Krummhübel vor 65 Jahren

von Karl-Heinz Drescher, Leipzig

– Fortsetzung –

Folgende Quartiere waren für die Unterbringung vorgesehen:

      1. Heiliger Stuhl: Schloss und Pension Parkschlösschen Arnsdorf,




      2. Schloss Arnsdorf
        Ausgewählt für das Diplomatische Corps Heiliger Stuhl.

      3. Japan: Schloss Matzdorf, Bachmannbaude, Kurhaus und Kurheim Bad Schwarzbach,
      4. Türkei: Schloss Eichenhof, Schloss Warmbrunn, sowie Haus Boreck und Villa Ruprecht in Warmbrunn,




      5. Schloss Warmbrunn
        Vorgesehen für das Diplomatische Corps Türkei.

      6. Spanien: Haus "Bergfrieden", "Roland" und "Rübezahl", sowie Villa Pintsch in Bad Flinsberg,
      7. Italien: Schloss Schildau, Schloss Wartenberg und Hotel Sanssouci in Brückenberg,
      8. Afghanistan: Hotel "Rübezahl" in Brückenberg,




      9. Hotel "Rübezahl" in Brückenberg
        Vorgesehen für das Diplomatische Corps Afghanistan.

      10. Ungarn: Schloss Pfaffenberg in Steinseiffen und Hotel "Waldschloss", Haus Ermel und Haus "Bergschatz" in Brückenberg,




      11. Hotel "Waldschloss" in Brückenberg
        Vorgesehen für das Diplomatische Corps Ungarn.

      12. Schweden: Haus Tannenrausch, Hubertus und Stirnberg in Brückenberg,




      13. Landhaus am Stirnberg in Brückenberg
        Ausgewählt für das Diplomatische Corps Schweden.

      14. Schweiz: Haus Küster, Bergpracht und Anna Maria in Schreiberhau,
      15. Mandschuko (von Japan errichtetes Kaiserreich in der Mandschurei): Haus am Südhang, "Goldene Aussicht und Haus am Buchenberg in Schreiberhau,
      16. Thailand: Hotel "Schweizerhaus" in Brückenberg,




      17. Hotel "Schweizerhaus" in Brückenberg
        Vorgesehen für das Diplomatische Corps Thailand.

      18. Slowakei: Sternenhaus und Hotel "Bad Brückenberg" in Brückenberg,




      19. Hotel "Bad Brückenberg"
        Vorgesehen für das Diplomatische Corps Slowakei.
      1. Finnland: Villa Eschenberger, Predigersteinbaude und Hainbergshöhe in Seidorf,




      2. Berghotel "Hainbergshöh" in Seidorf
        Vorgesehen für das Diplomatische Corps Finnland.

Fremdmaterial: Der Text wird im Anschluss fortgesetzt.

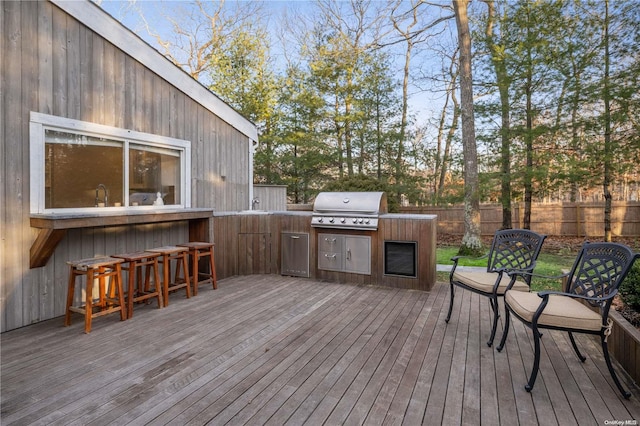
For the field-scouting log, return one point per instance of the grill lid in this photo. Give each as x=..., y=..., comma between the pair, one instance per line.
x=348, y=210
x=367, y=203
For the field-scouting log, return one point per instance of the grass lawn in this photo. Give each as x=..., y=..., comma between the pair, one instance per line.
x=549, y=264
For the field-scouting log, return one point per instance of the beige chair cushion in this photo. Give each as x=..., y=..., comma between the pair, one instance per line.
x=561, y=311
x=484, y=281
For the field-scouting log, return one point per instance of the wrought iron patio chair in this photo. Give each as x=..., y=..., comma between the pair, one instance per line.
x=511, y=250
x=593, y=281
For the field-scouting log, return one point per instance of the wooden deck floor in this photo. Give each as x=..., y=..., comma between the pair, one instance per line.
x=277, y=350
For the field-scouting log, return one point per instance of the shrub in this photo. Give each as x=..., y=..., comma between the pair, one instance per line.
x=630, y=288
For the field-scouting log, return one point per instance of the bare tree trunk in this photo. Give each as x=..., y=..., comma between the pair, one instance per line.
x=607, y=130
x=471, y=241
x=503, y=82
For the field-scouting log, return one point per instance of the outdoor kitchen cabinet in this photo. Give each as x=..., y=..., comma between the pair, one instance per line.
x=344, y=253
x=295, y=254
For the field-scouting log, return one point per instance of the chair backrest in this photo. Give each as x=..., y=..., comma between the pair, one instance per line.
x=514, y=249
x=599, y=269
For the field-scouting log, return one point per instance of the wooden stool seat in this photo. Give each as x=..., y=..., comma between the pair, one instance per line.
x=199, y=250
x=167, y=254
x=136, y=292
x=96, y=268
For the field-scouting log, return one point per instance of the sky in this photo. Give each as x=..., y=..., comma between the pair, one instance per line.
x=424, y=104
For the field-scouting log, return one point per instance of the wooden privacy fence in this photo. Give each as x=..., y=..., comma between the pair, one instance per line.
x=568, y=219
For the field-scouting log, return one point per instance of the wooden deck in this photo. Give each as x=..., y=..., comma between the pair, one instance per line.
x=267, y=349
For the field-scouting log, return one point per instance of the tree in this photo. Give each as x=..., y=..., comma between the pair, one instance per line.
x=471, y=241
x=498, y=52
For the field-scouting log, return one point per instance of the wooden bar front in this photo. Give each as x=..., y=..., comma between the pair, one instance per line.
x=53, y=227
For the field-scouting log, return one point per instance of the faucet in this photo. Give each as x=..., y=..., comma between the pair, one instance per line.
x=106, y=194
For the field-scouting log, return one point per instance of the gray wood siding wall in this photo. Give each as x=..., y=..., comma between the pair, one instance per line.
x=53, y=64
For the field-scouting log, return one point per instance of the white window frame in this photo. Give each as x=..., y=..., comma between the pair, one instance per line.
x=39, y=123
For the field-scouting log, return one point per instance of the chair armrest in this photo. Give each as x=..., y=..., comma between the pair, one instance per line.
x=545, y=295
x=531, y=274
x=455, y=260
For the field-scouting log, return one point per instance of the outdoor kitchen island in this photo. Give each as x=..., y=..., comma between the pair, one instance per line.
x=399, y=253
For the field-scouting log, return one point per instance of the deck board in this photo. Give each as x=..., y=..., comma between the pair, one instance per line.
x=267, y=349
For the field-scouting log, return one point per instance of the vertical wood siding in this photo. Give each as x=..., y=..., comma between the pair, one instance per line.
x=55, y=65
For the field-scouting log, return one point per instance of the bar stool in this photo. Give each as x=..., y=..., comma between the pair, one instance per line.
x=133, y=263
x=167, y=254
x=196, y=251
x=96, y=268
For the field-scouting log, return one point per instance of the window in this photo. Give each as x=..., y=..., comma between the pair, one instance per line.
x=89, y=167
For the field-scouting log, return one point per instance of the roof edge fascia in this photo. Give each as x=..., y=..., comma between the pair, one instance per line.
x=109, y=28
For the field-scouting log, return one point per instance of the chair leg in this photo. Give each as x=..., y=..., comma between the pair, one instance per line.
x=575, y=348
x=505, y=331
x=536, y=360
x=450, y=304
x=493, y=301
x=605, y=350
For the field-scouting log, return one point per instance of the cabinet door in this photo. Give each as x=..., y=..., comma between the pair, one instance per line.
x=254, y=254
x=295, y=254
x=357, y=254
x=330, y=252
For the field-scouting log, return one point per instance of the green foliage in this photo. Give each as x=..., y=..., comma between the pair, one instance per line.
x=630, y=288
x=363, y=183
x=548, y=264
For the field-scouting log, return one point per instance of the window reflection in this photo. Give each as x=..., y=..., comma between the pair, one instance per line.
x=78, y=168
x=75, y=165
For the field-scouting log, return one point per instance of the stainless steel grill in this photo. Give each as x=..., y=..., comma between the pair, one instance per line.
x=348, y=210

      3. Portugal: Schloss Hühnlich in Logau,
      4. Dänemark: Hotel Marthashöhe in Hain,
      5. Bulgarien: Villa Erna in Brückenberg und Haus Brandenburg in Krummhübel,




      6. Haus Brandenburg
        Vorgesehen für das Diplomatische Corps Bulgarien.

      7. Rumänien: Haus Birkenhof und Handwerkerheim in Schreiberhau,
      8. Kroatien: Villa Charlotte, Haus Walhalla und Bergidyll in Schreiberhau,
      9. Irland: Schloss Stonsdorf,
      10. China: Villa Kehrtwieder in Brückenberg

Protokollchef Alexander von Dörnberg unternahm daher in Begleitung leitender Mitarbeiter Mitte Januar 1944 eine ausgedehnte Inspektionsfahrt. Die Eindrücke, welche an Gauleiter Karl Hanke nach Breslau telegraphiert wurden, hörten sich so an: "Die Besichtigung der für die diplomatischen Missionen vorgesehenen Objekte im Raum Krummhübel / Schreiberhau hat leider zu keinem restlos befriedigenden Ergebnis geführt. Der Zustand der für diese Zwecke vorgesehenen Hotels und der von der Wehrmacht freigemachten Erholungsheime ist zum Teil derart, dass sie nicht ohne erhebliche Instandsetzungsarbeiten ihrem Verwendungszweck zugeführt werden können. Auch die im hiesigen Raum zur Verfügung stehenden Schlösser und Gutsbesitze können nur zum kleinsten Teil sofort belegt werden".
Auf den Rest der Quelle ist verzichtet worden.